But what's worst of all, I think, is that it's not even disputing pruning and myelination timelines, it's talking past the point about structural maturation of the frontal lobe, a real thing, to simply emphasize a different thing, the efficiency gains revealed from studying white matter topology, a kind of long distance structural reinforcement, as if it's a correction or refutation of the age 25 thing. But in truth it's a real but complementary finding that shifts the window for long distance efficiency to 32, which isn't even a different form of structural buildout or pruning but about the reinforcement of existing highways.
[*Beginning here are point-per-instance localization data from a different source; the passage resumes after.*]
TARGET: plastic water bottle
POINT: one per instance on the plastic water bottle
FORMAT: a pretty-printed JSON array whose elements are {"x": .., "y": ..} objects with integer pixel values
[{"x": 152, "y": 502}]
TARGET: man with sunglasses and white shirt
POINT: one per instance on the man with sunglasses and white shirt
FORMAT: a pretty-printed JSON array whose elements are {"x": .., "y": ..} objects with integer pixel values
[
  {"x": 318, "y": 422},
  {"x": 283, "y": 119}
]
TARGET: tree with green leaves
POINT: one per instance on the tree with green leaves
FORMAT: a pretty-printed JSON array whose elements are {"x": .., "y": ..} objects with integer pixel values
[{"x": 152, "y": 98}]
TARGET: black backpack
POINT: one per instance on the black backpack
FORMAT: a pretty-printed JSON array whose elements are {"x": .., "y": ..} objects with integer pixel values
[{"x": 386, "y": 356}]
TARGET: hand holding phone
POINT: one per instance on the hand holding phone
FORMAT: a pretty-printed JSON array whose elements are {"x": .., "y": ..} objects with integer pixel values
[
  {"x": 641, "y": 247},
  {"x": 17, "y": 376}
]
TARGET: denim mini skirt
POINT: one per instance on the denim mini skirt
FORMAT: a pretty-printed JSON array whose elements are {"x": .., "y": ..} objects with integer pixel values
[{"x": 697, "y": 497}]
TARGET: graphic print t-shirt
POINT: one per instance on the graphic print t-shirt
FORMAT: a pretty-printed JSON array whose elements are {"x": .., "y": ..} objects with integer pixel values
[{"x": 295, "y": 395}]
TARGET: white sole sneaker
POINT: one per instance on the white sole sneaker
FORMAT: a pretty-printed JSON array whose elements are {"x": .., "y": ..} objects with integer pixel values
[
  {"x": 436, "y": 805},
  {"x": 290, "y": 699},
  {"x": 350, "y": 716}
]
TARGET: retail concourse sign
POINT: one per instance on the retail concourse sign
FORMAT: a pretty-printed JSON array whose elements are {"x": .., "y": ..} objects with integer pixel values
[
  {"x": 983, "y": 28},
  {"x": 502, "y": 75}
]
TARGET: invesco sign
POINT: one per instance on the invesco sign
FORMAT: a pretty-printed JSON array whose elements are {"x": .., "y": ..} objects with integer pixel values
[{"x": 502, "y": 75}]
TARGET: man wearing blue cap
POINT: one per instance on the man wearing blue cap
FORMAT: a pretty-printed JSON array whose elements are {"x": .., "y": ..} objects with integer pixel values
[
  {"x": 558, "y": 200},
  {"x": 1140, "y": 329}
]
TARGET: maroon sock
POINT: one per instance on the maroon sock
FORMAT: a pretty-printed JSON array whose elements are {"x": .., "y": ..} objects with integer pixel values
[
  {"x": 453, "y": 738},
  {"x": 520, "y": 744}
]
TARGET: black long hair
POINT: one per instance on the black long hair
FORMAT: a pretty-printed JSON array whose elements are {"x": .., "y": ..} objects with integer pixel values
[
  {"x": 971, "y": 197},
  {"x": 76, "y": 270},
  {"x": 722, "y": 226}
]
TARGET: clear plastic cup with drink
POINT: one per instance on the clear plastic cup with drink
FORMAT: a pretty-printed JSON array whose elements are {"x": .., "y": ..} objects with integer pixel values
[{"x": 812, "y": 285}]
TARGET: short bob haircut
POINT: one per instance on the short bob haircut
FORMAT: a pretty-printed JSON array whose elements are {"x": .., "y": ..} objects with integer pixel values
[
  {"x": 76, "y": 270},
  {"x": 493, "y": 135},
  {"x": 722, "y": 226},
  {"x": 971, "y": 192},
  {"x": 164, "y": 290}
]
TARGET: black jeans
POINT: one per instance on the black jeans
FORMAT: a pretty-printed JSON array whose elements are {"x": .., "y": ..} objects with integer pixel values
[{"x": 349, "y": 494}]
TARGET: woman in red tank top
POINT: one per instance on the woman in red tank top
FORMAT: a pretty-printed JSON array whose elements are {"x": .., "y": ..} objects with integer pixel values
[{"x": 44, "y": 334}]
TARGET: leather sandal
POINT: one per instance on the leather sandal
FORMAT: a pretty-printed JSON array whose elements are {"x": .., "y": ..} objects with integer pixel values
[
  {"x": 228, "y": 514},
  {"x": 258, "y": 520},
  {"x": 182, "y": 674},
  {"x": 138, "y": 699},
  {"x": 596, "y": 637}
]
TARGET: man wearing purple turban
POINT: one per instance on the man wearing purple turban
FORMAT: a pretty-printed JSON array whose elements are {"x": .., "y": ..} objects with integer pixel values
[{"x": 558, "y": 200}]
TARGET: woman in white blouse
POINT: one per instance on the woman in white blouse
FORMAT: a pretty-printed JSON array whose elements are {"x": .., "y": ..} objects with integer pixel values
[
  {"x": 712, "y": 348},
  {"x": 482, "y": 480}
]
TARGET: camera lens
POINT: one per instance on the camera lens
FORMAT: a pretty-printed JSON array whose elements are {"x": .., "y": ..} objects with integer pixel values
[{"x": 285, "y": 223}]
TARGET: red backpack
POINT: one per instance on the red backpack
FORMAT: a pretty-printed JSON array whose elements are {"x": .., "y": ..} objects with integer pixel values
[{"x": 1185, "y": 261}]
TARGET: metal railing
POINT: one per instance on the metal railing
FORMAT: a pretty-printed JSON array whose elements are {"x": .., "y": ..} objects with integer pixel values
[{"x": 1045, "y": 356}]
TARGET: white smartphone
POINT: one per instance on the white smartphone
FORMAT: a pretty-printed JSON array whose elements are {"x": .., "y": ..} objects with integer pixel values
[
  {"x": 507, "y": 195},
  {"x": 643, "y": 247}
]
I want to make a ruling here that science reporters are no longer allowed to use the word "myth" to characterize known and true processes being complemented by new research. There has to be a hook to celebrating the complexity of the brain that isn't constantly recycling the myth framework.


I hear this a lot but I've never understood why people think it's a deal breaker. You don't need to start from definitions and in fact sometimes that gets it exactly backwards because the point of research is to understand something well enough that in light of the research, you actually can define it, eg Dark Matter. Or, in a different time, AIDs before we knew what it was.

You can have clusters of related case studies that share the observable effects, and reason and research your way to correlations, and investigate those to discover causation and mechanisms, and infiltrate the "black box" of an unknown thing deeply enough that you account for the whole thing itself.

I think progress on consciousness research in humans is advancing impressively, identifying exactly the kinds of pre and postprocessing done to sensory input and areas of the brain associated with conscious activity and brain to machine interfaces are improving all the time.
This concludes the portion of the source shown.